The localization of Majorana zero modes has a well-defined meaning: consider a Kitaev chain with two ends. Because of the zero modes, there are two nearly degenerate ground states, let us call them $|0\rangle$ and $|1\rangle$, which have opposite fermion parities. They are localized as "single-particle wavefunctions" in the following sense: if one computes the matrix element $\langle 1|c^\dagger(x)|0\rangle$ where $c^\dagger(x)$ is the creation operator for fermions, the result is an exponentially decaying function of $x$ away from the edge. This definition works even when the system is interacting. Intuitively it means that the weight for creating a single fermion excitation is localized near the edge, and in the bulk there is a finite gap to the single particle excitations.

Answer 2

In addition to what Meng Cheng said, remark that the mean-field Bogoliubov-Gennes Hamiltonian, say

$$H=\sum_{k}\left(c_{k}^{\dagger}H_{0}c_{k}+\Delta_{k}c_{k}c_{-k}+\Delta_{k}^{\ast}c_{-k}^{\dagger}c_{k}^{\dagger}\right)$$ can be diagonalised by the Bogoliubov transformation you mentioned :

$$\gamma_{q}^{\dagger}=\sum_{k}\left(u_{q}^{k}c_{k}+v_{q}^{k}c_{k}^{\dagger}\right)$$

which simply signifies that $$H=\sum_{q}\epsilon_{q}\gamma_{q}^{\dagger}\gamma_{q}$$ (all details in the book by P.G. de Gennes: Superconductivity of metals and alloys.
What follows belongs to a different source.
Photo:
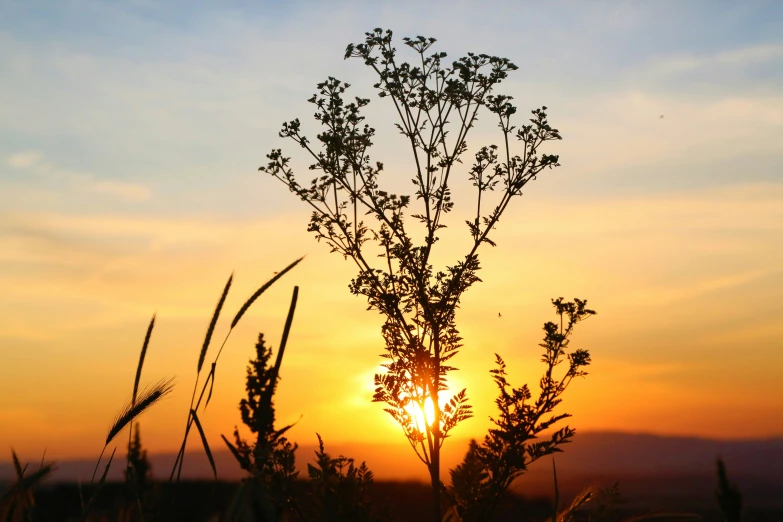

We interpret the above expression as the total energy of the system, provided we identify $\epsilon_{q}$ as the energy of the mode $q$ which is created by the operator $\gamma_{q}^{\dagger}$. Then, provided you know the vacuum, say $\left|\emptyset\right\rangle $, what forbids you to define the wave function of the mode $q$ as $\Psi_{q}\left(x\right)\sim\left\langle x\right|\gamma_{q}^{\dagger}\left|\emptyset\right\rangle $ ? It has all the properties of a wave-function (normalisation, significance of $\left|\Psi_{q}\left(x\right)\right|^{2}$, ...), and in fact it is the wave-function of an excitation quasi-particle above the superconducting ground-state.

For Majorana modes, there is (at least) one wave-function which decays exponentially: $\Psi_{0}\left(x\right)\sim e^{-qx}$ and thus it has to be located at the edge with an other system.

From the definition of the $\gamma_{q}^{\dagger}$ above, you can see that choosing convenient form of the functions $u_{q}^{k}$ and $v_{q}^{k}$ can lead to the condition $\gamma_{q}^{\dagger}=\gamma_{q}$, which is the definition of a Majorana fermion. In superconductors one should never forget that the operator $c_{k}^{\dagger}$ are not really electronic ones: they represent the creation of an excitation in a normal metal / semi-conductor, ... So we should avoid discussing Majorana fermion, and keep the more accurate Majorana modes.